Risks To Think About
There are two main threats to Google’s hegemony in the digital advertising market, both of which have the potential to destroy value and threaten the company’s business model. First off, ChatGPT’s recent explosive growth compelled management to issue a “code red” warning because there’s a chance that in the future, the chatbot’s capacity to rapidly and effectively respond to user inquiries could render Google Search obsolete and undercut the entire optimistic thesis.
However, additional regulatory pressure, this time coming from the DOJ, may also compel Google to separate its operations, particularly if the European Union demands the same of the corporation.

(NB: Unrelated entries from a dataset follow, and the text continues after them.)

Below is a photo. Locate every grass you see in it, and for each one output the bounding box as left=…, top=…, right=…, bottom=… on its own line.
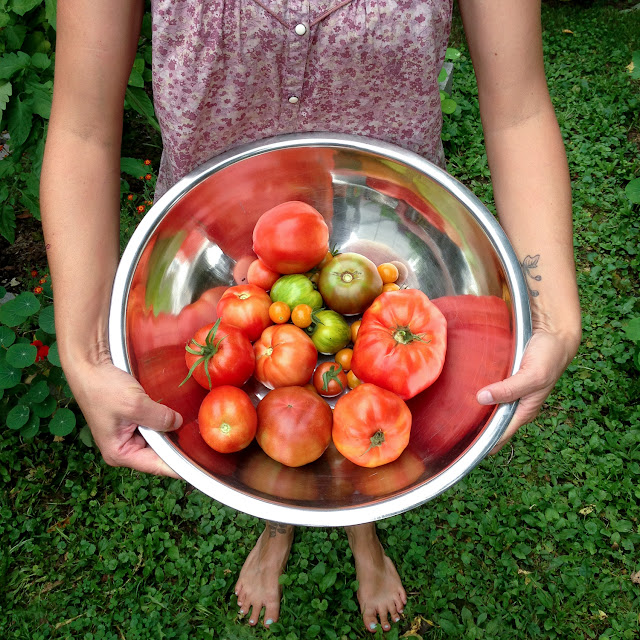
left=0, top=3, right=640, bottom=640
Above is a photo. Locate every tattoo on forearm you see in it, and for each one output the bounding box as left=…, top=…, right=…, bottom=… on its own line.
left=522, top=254, right=542, bottom=298
left=267, top=522, right=291, bottom=538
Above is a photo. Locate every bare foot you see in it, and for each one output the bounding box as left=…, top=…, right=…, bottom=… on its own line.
left=347, top=523, right=407, bottom=632
left=235, top=522, right=294, bottom=627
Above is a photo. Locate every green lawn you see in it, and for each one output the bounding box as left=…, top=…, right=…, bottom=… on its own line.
left=0, top=2, right=640, bottom=640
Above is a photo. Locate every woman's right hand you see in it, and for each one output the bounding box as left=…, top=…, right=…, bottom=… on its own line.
left=67, top=360, right=182, bottom=478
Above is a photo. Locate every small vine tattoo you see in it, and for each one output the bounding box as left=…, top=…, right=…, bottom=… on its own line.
left=267, top=522, right=290, bottom=538
left=522, top=254, right=542, bottom=298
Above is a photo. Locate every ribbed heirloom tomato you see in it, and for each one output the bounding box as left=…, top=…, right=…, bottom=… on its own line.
left=216, top=284, right=272, bottom=342
left=351, top=289, right=447, bottom=400
left=332, top=383, right=411, bottom=467
left=253, top=324, right=318, bottom=389
left=253, top=201, right=329, bottom=274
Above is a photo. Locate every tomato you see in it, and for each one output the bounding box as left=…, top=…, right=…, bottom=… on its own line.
left=311, top=309, right=351, bottom=355
left=378, top=262, right=400, bottom=284
left=318, top=253, right=382, bottom=316
left=182, top=319, right=256, bottom=389
left=291, top=304, right=313, bottom=329
left=216, top=284, right=271, bottom=342
left=271, top=273, right=322, bottom=309
left=335, top=349, right=353, bottom=371
left=332, top=383, right=411, bottom=467
left=253, top=201, right=329, bottom=273
left=253, top=324, right=318, bottom=389
left=198, top=385, right=258, bottom=453
left=313, top=362, right=347, bottom=398
left=256, top=386, right=333, bottom=467
left=351, top=289, right=447, bottom=400
left=247, top=258, right=280, bottom=291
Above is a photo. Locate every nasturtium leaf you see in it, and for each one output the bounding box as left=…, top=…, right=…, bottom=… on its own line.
left=38, top=304, right=56, bottom=335
left=624, top=178, right=640, bottom=204
left=47, top=342, right=62, bottom=367
left=7, top=343, right=38, bottom=369
left=31, top=396, right=58, bottom=418
left=23, top=380, right=49, bottom=406
left=0, top=363, right=22, bottom=389
left=0, top=324, right=16, bottom=349
left=7, top=404, right=30, bottom=431
left=20, top=413, right=40, bottom=439
left=49, top=407, right=76, bottom=437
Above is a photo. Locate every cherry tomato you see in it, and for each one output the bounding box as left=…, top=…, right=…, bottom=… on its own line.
left=269, top=298, right=291, bottom=324
left=256, top=386, right=333, bottom=467
left=216, top=284, right=272, bottom=342
left=198, top=385, right=258, bottom=453
left=335, top=348, right=353, bottom=371
left=181, top=319, right=256, bottom=390
left=351, top=289, right=447, bottom=400
left=291, top=304, right=313, bottom=329
left=247, top=258, right=280, bottom=291
left=378, top=262, right=399, bottom=284
left=253, top=201, right=329, bottom=274
left=313, top=362, right=347, bottom=398
left=332, top=383, right=411, bottom=467
left=253, top=324, right=318, bottom=389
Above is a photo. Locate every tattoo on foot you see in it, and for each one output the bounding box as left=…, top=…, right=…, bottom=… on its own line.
left=267, top=522, right=291, bottom=538
left=522, top=254, right=542, bottom=298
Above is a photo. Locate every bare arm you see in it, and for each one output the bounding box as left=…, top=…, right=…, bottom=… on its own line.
left=40, top=0, right=180, bottom=475
left=460, top=0, right=581, bottom=446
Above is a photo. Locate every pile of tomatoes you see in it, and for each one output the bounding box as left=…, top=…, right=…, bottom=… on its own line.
left=180, top=201, right=447, bottom=467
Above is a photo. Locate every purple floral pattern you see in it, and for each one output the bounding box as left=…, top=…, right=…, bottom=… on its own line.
left=152, top=0, right=452, bottom=196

The good news is that neither of those dangers is now present. It’s still too early to speculate that ChatGPT will overtake Google as the latter continues to expand its clientele, and it’s also possible that consumers will continue to utilize Google’s free search as a result of the former’s future monetization. However, as I have previously stated, there won’t be any immediate regulatory pressure because it would take years for cases and appeals to be resolved before there was even a remote possibility that Google’s finances would worsen. So, at this point, I wouldn’t worry too much about regulators.
Conclusion
Although Google will probably come under more regulatory scrutiny in the coming years, there isn’t expected to be a significant financial impact on company finances anytime soon. As a result, the company is likely to perform better in the upcoming quarters as it seems that the macroeconomic situation is improving. In fact, there is a case to be made that we will be able to completely avoid a major global recession, which would’ve required advertisers to further reduce their marketing budgets. As a result, I remain optimistic about Google’s future and think it’s absurd that the stock has declined since the release of Q4 results because its competitive advantages and distinct position in the digital advertising industry can help it to extend its lead over others and generate more shareholder value along the way.